Fate and destiny had led Fan Chang Tien to become a Singaporean artist. Born in 1907 into a wealthy business family in Jieyang, Guangdong China. Fan graduated from the Xinhua Academy of Fine Arts in Shanghai, in 1928. As a young man, he was already a renowned artist in Guangdong China. He taught art and ran an art school before the local Chinese government sent him to Thailand in 1947 to seek donations from the overseas Chinese for the rebuilding of a teaching college which had been destroyed during the war.
Unfortunately, while he was in Bangkok, the civil war in China escalated and overnight, he lost everything he had, including his loved ones. Both his parents and brother’s family were persecuted as landlords. Fan was stranded alone in Bangkok for the next 8 to 9 years (1948-1956). It was there that he met and befriended the artist Zhang Daqian.
Fan was 49 years old when he arrived in Singapore in 1956. He married Madame Heng Siew Leng, a Singaporean midwife, who owned a popular maternity clinic in Balestier Road. She was capable, and supported Fan financially in the pursuit of his passion. She helped set up an art studio named ‘The Pure Orchid Studio’(素兰室) in Balestier Road, where Fan could teach Chinese-ink painting to young Singaporeans without charging any fees.

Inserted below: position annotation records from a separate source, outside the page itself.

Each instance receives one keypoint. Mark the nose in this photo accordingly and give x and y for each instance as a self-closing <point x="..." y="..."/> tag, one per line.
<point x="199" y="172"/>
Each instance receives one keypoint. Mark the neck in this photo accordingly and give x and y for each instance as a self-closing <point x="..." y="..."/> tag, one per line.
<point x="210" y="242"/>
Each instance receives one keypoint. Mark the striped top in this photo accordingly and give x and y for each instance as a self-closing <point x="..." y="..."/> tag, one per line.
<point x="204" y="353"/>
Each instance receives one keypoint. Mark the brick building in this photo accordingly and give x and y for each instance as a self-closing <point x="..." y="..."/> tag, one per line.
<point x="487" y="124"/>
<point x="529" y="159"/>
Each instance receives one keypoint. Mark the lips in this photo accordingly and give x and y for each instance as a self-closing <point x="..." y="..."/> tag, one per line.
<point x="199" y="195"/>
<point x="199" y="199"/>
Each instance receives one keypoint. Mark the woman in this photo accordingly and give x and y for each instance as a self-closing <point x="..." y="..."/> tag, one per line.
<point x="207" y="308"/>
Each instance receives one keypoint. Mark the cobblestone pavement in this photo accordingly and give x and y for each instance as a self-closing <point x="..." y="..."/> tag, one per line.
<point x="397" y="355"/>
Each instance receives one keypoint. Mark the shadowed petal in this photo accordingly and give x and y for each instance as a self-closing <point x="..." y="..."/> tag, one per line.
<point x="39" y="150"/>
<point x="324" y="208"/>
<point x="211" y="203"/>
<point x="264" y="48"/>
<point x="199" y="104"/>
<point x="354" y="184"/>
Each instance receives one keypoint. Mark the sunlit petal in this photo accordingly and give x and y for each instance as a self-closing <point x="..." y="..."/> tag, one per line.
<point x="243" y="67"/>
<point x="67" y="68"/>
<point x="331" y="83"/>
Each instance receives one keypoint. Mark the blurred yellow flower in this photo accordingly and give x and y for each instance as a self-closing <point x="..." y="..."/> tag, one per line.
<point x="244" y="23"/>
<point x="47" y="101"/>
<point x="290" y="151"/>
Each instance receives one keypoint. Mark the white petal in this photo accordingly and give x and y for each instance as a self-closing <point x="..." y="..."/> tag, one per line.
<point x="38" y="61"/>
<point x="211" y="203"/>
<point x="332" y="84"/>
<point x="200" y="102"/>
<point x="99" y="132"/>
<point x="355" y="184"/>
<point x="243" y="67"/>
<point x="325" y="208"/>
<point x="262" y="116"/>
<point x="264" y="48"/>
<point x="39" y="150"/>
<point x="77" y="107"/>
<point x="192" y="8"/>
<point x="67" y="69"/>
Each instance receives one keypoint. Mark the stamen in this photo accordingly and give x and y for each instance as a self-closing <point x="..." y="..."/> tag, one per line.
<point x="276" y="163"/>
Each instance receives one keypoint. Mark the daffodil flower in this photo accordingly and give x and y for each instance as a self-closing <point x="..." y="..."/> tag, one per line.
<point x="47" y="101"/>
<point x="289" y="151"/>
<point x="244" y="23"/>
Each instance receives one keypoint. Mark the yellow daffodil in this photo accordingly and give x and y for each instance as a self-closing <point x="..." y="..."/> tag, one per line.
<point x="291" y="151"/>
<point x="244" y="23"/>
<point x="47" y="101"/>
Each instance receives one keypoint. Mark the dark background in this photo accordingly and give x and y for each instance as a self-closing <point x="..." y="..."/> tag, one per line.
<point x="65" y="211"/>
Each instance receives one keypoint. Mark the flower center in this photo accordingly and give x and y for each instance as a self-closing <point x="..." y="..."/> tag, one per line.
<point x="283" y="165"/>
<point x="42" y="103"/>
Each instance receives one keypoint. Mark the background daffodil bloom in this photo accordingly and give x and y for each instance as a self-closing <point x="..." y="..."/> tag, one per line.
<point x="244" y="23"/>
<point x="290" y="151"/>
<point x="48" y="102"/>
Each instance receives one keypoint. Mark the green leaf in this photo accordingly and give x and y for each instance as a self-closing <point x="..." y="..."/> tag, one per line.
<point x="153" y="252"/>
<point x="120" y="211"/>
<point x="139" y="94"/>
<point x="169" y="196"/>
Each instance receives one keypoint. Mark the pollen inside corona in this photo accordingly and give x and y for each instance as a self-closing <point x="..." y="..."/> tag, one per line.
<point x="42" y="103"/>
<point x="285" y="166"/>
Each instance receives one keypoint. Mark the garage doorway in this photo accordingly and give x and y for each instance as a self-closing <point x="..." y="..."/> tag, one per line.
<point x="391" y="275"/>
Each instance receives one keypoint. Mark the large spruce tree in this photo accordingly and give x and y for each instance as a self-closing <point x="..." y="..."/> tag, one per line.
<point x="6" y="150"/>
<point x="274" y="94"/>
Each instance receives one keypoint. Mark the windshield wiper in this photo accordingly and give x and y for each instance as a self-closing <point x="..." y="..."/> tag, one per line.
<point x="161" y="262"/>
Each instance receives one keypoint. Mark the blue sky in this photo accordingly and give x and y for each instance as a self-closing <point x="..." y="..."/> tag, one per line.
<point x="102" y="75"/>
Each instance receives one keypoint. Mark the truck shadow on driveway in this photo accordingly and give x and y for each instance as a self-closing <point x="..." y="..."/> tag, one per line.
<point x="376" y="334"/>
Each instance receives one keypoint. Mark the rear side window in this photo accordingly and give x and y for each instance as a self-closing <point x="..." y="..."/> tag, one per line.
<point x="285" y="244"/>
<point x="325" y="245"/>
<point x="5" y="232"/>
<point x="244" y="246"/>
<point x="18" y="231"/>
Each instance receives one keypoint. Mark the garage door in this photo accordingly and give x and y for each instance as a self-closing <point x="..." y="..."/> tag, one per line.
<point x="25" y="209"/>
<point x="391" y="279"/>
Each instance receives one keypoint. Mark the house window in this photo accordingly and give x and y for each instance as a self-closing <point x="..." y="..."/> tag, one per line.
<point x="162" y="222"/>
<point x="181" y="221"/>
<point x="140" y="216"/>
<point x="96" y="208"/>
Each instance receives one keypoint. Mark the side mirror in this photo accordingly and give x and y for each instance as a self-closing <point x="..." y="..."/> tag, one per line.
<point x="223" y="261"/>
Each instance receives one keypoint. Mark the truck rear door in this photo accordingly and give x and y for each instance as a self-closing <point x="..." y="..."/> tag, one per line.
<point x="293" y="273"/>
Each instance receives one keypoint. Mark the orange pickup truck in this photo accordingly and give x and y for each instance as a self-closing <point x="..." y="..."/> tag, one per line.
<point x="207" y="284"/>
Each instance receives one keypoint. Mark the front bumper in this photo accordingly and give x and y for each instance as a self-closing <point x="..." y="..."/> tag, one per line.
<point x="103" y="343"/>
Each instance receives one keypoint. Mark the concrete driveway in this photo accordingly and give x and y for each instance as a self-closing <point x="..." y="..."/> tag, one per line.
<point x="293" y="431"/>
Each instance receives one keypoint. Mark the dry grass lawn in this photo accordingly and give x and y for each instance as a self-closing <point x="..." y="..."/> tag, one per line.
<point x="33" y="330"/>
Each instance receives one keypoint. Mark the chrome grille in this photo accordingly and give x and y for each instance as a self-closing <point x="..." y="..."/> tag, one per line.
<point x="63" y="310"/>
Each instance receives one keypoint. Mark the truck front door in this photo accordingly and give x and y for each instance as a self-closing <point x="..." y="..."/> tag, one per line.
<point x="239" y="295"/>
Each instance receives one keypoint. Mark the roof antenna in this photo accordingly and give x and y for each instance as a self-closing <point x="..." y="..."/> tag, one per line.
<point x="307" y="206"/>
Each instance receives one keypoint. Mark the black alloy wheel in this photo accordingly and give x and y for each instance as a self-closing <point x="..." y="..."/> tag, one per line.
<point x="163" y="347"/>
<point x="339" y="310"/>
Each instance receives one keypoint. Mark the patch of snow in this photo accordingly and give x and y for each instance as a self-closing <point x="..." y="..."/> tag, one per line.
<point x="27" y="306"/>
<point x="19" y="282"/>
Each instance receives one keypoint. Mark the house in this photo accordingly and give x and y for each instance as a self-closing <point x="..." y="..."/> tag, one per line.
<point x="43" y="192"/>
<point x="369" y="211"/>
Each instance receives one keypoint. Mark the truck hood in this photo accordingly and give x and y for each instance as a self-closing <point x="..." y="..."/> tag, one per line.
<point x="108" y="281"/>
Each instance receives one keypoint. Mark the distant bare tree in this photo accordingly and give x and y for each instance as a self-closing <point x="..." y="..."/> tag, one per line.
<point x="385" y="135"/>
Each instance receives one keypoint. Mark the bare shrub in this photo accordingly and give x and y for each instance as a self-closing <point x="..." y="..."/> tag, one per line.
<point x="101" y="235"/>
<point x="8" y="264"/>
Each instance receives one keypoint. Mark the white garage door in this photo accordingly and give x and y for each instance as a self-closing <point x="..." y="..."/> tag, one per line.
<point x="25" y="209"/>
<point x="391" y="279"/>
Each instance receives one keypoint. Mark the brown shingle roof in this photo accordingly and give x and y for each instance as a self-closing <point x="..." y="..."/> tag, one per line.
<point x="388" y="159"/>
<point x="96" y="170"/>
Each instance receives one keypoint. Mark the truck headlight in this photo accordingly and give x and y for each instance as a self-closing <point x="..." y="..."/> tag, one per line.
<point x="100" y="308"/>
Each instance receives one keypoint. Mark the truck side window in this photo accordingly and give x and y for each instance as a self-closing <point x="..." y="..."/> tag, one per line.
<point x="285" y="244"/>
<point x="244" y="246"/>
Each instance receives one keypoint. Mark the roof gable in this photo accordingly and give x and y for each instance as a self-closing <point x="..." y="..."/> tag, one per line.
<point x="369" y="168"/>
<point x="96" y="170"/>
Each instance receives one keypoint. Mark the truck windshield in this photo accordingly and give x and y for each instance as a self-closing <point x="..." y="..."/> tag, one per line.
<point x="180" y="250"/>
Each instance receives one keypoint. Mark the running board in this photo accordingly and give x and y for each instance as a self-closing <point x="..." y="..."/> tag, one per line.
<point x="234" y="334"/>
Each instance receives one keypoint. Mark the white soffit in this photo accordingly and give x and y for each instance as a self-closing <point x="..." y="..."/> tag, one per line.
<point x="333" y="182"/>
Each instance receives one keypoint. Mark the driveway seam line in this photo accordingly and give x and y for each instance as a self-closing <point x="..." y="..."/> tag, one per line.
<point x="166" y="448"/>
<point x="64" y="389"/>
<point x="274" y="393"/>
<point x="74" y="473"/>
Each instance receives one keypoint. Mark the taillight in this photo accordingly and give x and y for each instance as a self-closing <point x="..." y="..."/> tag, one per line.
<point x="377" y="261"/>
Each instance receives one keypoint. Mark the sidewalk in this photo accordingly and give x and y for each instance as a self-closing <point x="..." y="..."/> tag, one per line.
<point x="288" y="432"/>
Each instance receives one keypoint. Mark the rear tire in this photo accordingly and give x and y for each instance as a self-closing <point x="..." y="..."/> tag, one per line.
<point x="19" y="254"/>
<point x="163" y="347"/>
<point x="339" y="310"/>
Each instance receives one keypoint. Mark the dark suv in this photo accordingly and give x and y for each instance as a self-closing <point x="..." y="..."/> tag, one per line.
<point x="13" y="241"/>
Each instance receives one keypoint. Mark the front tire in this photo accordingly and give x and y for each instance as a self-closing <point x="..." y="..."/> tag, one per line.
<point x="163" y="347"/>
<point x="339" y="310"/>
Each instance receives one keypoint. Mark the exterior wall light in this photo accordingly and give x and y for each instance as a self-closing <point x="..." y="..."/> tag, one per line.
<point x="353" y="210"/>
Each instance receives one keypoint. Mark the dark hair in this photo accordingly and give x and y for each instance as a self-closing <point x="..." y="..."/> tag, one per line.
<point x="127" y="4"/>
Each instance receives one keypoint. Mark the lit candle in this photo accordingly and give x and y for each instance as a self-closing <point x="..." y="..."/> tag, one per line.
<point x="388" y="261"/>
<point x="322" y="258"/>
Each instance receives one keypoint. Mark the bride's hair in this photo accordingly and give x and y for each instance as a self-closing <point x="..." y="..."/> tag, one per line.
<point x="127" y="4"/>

During the 31 years he spent in Singapore, Fan was not interested in fame or self-promotion. In his poems, he would often describe his sentiments, philosophy and outlook in life.
Fan devoted himself wholeheartedly to his work and his students, imparting the tradition of Chinese-ink painting and core values of Chinese culture to a generation of Singaporeans who later became distinguished artists and art teachers themselves. Fan taught and encouraged his students to follow their own individual passions. They included Nai Swee Leng, Lim Kay Hiong, Tan Oe Pang, Tan Siow Aik, Wong Pik Wan, Lee Soo Chee, Low Eng, Ng Yong Choon, Henri Chen Kezhan, and the late Lim Cher Eng, and the late Cultural Medallion awardee Chua Ek Kay.
Fan was instrumental in the flourishing of a new Shanghai School of Art here in Singapore by propagating its creativity and diversity. This is evident in the many different individual styles of contemporary ink works from his students. This ink art has a direct lineage from the Shanghai School of Art grandmaster Wu Chang Shuo (1844-1927) who modernized Chinese ink art by infusing radiant colours to the mainly black and white traditional ink paintings.